Envisagez-vous implémenter vos actions dans d’autres villes ?

La plus belle récompense de Save Dakar, c’est quand je me réveille le matin, j’ouvre mon email et je vois des messages d’autres jeunes du continent ou du Sénégal me dire : « votre initiative nous inspire. Nous voulons faire la même chose dans notre pays ou région du Sénégal. » Déjà, il y a Save Ndjaména, Ouaga, Saint Louis, Louanga au Sénégal et j’espère qu’il y en aura d’autres pour dire enfin Save Afrique (Rire).

Étant une initiative citoyenne, par quel mécanisme financez-vous vos différentes activités ?

Depuis le début de notre projet, nous avons choisi de construire notre réflexion autour d’actions citoyennes concrètes, financées par notre temps et nos maigres moyens tout simplement pour l’amour de notre pays. C’est important que les gens sachent que l’équipe de Save Dakar ne compte pas sur l’initiative pour vivre, encore moins subvenir à ses besoins personnels. Chacun de nous travaille dans son domaine. Mais nous ne refusons pas l’aide des citoyens, surtout venant des autorités.

Quel modèle de ville a inspiré le projet « Save Dakar » ? Et pourquoi ?

Kigali, en plus d’être la ville la plus belle d’Afrique, elle est également la troisième ville la plus verte au monde. Passé l’épisode du génocide, il a fallu seulement quelques années pour la voir développée. Ce pays fait aujourd’hui la fierté de tout un continent. C’est pour dire que quand on veut, on peut. Kigali est un exemple à suivre.

Vous redoublez à chaque fois d’ingéniosité pour vendre la destination Dakar. Jusqu’où irez-vous pour voir votre rêve se réaliser ?
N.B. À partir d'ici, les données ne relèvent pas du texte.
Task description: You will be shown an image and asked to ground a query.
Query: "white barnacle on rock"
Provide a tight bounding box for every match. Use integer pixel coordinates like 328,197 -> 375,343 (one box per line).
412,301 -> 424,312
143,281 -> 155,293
Il faut admettre que Dakar sera une belle ville, si nous parvenons à éradiquer nos problèmes. Dakar pourra concurrencer des villes comme Marrakech, Dubaï, Kigali… Déjà, nous avons comme atouts : la stabilité du pays et l’étiquette que le monde entier nous colle : la Teranga sénégalaise qui signifie l’hospitalité. Save Dakar ne montre pas que le côté négatif du pays, nous montrons aussi les  choses intéressantes à faire et à découvrir dans notre cher pays.

A quels genres de difficultés êtes-vous confronté ?

Au début, je me suis fait insulter sur les réseaux sociaux parce que je montrais le côté sombre de notre pays et pourtant j’ai rien inventé. Je n’ai fait que mon devoir de citoyen pour sauver notre pays. Je n’oublie jamais les mots de mon ami Boubacar Seck le matin que je voulais tout arrêter : « Mandione, continue le combat. Les gens au début sont dubitatifs, mais après, ça adhère. » Aujourd’hui, beaucoup de gens supportent notre initiative.

Quel est votre plus grand rêve ?

Mon plus grand rêve est que les Sénégalais arrêtent de dire : Mbédmi Bêdu Buur, c’est-à-dire que dans l’entendement général, le bien commun appartient au Roi. Par conséquent, tout le monde l’utilise comme bon lui semble sans se sentir personnellement impliqué pour son entretien. L’autre chose est que Save Dakar grandisse et obtienne des résultats durables.